The Norfolk Botanical Gardens planted long-leaf pines. You can go and look at the saplings now but the trees take 100 years to reach maturity. 100 years to grow into what they are meant to be and that is only a fraction of what is possible. Trees don’t stop growing. They add more rings.

When these trees are at maturity they will reach the heavens and be an impressive sight, indeed, but no one living today will see it. I know I will not be around in 100 years and I doubt my children will either. Perhaps the grandkids I have will be, and I can tell them to go see the trees for me in 2121.

That is such a long way off. I don’t know if that will even be my grandkids. Or it could be if they live to 80 or my children wait like me. I don’t think I will get to see my great-grandkids but I can put it in my will that my grandkids have to tell their children to go see the trees for me.
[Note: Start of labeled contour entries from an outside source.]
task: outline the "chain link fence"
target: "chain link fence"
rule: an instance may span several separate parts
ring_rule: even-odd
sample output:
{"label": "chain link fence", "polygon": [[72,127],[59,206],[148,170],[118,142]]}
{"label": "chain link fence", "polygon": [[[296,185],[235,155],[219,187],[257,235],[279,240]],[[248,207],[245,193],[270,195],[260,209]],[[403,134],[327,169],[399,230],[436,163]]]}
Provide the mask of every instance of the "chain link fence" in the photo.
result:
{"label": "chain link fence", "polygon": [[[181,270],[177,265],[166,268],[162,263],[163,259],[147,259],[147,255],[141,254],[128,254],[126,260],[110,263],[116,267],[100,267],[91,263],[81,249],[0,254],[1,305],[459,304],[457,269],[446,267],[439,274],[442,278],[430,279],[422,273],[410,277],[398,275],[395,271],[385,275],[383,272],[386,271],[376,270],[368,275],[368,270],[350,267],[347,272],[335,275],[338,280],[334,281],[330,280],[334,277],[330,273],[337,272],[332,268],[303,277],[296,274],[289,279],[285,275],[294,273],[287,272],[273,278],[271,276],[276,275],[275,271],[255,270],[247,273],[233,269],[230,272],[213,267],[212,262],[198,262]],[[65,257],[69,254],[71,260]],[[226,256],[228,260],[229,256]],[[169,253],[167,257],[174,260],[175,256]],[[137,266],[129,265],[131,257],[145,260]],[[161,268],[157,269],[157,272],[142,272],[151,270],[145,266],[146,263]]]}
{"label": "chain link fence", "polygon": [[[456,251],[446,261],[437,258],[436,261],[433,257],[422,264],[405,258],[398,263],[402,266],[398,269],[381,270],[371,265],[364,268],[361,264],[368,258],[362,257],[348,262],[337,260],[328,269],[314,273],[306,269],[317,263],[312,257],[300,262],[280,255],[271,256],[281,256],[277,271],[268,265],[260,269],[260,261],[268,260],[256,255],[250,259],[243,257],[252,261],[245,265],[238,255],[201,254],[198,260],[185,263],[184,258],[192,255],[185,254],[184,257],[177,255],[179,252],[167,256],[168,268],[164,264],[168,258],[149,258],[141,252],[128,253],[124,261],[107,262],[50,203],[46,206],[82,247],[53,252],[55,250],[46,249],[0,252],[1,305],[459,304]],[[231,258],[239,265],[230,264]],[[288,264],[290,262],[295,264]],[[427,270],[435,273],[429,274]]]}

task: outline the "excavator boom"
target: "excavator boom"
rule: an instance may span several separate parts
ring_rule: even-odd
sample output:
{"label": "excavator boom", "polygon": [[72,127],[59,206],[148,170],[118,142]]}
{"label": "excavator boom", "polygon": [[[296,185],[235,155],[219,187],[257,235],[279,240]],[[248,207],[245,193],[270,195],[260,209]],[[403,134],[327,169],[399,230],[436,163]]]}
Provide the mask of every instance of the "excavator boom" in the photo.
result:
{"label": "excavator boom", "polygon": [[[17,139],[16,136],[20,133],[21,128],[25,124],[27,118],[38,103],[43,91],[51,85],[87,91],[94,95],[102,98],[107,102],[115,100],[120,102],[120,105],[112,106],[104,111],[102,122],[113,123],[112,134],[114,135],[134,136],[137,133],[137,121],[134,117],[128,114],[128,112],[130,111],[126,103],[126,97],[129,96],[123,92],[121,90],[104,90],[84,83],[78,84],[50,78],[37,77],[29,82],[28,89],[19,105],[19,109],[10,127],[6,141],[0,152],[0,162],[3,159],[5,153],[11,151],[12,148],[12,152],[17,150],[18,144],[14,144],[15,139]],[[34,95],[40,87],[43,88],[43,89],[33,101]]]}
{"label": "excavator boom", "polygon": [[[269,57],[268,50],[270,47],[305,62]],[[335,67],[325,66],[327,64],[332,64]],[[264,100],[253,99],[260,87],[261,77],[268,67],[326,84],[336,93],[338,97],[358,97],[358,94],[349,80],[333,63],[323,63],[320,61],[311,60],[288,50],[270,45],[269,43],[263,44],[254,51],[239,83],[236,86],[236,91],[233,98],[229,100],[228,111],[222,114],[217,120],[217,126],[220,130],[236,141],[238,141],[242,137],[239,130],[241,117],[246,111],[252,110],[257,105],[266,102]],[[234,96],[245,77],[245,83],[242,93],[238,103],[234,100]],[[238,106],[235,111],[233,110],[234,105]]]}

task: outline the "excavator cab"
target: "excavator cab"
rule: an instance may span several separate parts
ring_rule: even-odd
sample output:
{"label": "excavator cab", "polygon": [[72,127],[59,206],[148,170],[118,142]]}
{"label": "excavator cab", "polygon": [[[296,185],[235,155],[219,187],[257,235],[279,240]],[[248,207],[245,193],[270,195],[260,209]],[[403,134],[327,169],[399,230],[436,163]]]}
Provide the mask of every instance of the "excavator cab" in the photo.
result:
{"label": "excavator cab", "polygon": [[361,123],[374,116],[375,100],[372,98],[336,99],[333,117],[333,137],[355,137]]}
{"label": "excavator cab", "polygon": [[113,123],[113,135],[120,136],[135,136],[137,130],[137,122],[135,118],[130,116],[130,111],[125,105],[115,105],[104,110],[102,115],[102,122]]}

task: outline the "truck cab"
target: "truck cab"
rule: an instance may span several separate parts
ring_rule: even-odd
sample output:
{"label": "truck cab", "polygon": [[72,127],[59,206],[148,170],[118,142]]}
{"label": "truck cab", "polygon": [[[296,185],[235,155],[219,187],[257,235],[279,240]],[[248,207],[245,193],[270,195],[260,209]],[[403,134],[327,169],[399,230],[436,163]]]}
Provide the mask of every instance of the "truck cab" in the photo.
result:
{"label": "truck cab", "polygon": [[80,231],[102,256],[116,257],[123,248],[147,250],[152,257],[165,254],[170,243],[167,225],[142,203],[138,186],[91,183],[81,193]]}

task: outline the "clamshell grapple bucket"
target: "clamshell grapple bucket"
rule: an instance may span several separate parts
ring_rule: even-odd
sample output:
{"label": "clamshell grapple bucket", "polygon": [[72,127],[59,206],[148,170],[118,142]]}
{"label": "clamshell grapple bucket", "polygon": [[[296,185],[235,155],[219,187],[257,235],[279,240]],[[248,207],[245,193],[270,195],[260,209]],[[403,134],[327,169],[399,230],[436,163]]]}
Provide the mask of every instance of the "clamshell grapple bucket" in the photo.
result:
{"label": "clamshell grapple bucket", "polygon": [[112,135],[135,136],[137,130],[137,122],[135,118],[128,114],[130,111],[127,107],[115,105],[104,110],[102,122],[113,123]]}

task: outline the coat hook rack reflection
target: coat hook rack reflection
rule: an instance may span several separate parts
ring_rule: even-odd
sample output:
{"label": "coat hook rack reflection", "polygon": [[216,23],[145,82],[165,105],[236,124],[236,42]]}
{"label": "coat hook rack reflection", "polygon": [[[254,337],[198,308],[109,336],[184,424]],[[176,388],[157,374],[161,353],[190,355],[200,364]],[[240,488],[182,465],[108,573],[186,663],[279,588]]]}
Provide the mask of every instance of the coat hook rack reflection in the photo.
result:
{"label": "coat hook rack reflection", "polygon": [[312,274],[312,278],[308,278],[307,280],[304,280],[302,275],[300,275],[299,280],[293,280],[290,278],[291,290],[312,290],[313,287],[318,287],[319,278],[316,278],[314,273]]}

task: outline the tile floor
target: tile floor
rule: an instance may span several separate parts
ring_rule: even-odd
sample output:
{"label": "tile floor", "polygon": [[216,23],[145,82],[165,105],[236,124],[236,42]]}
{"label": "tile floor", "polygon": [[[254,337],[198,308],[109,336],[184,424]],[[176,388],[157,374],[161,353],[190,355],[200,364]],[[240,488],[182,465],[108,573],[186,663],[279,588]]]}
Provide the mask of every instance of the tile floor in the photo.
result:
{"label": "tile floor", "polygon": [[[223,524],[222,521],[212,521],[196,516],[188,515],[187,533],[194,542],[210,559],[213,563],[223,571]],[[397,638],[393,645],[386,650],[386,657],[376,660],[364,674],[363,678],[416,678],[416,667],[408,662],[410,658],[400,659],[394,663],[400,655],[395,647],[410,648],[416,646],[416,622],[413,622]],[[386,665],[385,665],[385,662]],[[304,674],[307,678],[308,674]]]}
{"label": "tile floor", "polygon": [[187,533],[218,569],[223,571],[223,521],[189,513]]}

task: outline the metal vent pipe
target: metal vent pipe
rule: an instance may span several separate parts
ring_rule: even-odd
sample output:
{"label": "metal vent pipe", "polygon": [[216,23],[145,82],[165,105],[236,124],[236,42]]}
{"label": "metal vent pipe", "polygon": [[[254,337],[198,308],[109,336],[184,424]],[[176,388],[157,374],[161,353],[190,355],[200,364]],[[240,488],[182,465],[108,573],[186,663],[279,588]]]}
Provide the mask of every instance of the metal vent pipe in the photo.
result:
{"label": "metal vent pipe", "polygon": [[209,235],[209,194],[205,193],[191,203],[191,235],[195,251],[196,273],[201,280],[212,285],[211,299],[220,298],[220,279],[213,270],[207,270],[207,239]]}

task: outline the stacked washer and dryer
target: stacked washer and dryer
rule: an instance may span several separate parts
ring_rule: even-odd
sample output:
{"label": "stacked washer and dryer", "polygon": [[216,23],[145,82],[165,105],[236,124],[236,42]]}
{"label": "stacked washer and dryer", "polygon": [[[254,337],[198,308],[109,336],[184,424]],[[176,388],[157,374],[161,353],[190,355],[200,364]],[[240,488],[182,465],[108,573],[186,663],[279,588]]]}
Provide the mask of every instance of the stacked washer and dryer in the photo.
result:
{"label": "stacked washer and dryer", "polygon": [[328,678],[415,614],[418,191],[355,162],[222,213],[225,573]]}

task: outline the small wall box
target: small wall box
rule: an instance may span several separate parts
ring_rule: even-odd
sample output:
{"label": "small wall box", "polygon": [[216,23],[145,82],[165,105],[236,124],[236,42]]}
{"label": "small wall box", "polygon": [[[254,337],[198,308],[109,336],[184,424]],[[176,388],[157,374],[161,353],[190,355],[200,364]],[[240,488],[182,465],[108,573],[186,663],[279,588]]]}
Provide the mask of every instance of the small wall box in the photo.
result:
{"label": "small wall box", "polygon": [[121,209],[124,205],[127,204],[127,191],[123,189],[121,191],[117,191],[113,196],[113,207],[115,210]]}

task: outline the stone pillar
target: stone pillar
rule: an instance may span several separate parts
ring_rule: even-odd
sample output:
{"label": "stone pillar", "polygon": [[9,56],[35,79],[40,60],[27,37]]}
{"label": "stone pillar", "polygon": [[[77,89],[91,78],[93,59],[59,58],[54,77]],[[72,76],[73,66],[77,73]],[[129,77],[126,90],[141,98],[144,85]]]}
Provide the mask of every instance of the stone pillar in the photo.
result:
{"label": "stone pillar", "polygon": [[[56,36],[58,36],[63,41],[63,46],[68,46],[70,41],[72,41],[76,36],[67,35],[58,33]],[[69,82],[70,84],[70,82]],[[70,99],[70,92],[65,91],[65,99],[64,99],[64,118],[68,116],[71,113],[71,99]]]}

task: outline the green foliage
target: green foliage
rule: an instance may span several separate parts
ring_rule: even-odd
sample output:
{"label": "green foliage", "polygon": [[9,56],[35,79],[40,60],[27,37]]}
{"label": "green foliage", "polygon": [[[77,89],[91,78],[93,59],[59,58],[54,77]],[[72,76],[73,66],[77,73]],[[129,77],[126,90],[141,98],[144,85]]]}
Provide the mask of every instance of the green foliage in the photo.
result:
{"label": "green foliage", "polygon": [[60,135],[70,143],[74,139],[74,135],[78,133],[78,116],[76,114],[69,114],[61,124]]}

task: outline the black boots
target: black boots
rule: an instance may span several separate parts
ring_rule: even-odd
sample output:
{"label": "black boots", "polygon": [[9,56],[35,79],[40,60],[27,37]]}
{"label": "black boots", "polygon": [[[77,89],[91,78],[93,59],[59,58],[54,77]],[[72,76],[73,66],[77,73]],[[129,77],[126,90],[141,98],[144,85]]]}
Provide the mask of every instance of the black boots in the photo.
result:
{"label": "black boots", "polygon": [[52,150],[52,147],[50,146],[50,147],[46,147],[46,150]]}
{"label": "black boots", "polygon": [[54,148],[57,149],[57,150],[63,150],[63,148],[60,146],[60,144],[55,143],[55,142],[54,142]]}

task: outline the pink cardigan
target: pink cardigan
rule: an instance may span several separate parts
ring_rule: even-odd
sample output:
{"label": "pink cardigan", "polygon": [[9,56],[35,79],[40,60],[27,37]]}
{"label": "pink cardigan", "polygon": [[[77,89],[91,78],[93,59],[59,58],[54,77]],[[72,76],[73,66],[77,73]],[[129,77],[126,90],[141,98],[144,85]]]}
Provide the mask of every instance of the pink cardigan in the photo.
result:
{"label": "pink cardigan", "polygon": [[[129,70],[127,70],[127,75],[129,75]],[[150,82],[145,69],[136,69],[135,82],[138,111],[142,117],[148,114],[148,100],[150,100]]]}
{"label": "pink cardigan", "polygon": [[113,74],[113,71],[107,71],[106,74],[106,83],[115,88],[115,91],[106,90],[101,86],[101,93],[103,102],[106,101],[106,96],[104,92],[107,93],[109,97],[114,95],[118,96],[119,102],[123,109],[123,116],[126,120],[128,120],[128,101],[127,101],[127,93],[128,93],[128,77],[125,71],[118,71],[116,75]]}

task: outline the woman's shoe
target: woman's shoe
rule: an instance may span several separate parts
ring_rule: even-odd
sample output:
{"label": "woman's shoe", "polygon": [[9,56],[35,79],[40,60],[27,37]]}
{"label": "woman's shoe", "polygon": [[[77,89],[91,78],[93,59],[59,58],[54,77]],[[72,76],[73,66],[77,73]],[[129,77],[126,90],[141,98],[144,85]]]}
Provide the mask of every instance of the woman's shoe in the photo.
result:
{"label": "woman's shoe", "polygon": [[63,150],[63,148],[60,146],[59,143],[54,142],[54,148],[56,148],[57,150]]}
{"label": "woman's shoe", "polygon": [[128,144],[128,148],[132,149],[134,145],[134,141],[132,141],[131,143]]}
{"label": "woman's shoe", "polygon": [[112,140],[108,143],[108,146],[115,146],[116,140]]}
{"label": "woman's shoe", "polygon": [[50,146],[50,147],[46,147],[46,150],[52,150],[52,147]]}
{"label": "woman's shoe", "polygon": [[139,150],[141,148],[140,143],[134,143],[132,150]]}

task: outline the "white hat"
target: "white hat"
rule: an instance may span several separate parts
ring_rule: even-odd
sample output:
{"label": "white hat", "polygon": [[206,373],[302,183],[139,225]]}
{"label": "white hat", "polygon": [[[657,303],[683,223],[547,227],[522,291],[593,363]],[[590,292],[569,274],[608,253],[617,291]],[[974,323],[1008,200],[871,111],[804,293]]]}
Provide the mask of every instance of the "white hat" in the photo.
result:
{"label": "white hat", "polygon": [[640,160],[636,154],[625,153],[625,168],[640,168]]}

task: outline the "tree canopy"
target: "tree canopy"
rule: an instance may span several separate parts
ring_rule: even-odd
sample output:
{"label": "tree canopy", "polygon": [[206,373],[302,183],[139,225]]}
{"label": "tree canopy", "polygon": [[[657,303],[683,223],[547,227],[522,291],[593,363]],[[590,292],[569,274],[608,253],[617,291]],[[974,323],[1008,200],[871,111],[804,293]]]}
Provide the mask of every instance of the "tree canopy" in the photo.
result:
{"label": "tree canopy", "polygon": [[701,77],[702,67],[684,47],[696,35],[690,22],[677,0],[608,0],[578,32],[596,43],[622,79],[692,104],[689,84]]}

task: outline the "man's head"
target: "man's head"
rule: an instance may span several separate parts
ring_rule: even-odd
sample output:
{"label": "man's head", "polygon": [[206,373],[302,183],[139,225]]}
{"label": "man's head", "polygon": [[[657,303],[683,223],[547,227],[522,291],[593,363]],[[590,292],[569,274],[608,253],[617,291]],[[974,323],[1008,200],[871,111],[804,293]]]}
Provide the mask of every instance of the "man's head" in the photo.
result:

The action by the Norfolk Botanical Gardens is what it means to be human. It is an action that benefits no one living today. The gardens could have used that space and planted flowers or trees that will reach maturity and bloom much sooner but instead they are using it to revive a species that was lost to the region that no one will see at maturity until 100 years from now.

It is always best to keep in mind that we are borrowing the planet from the future.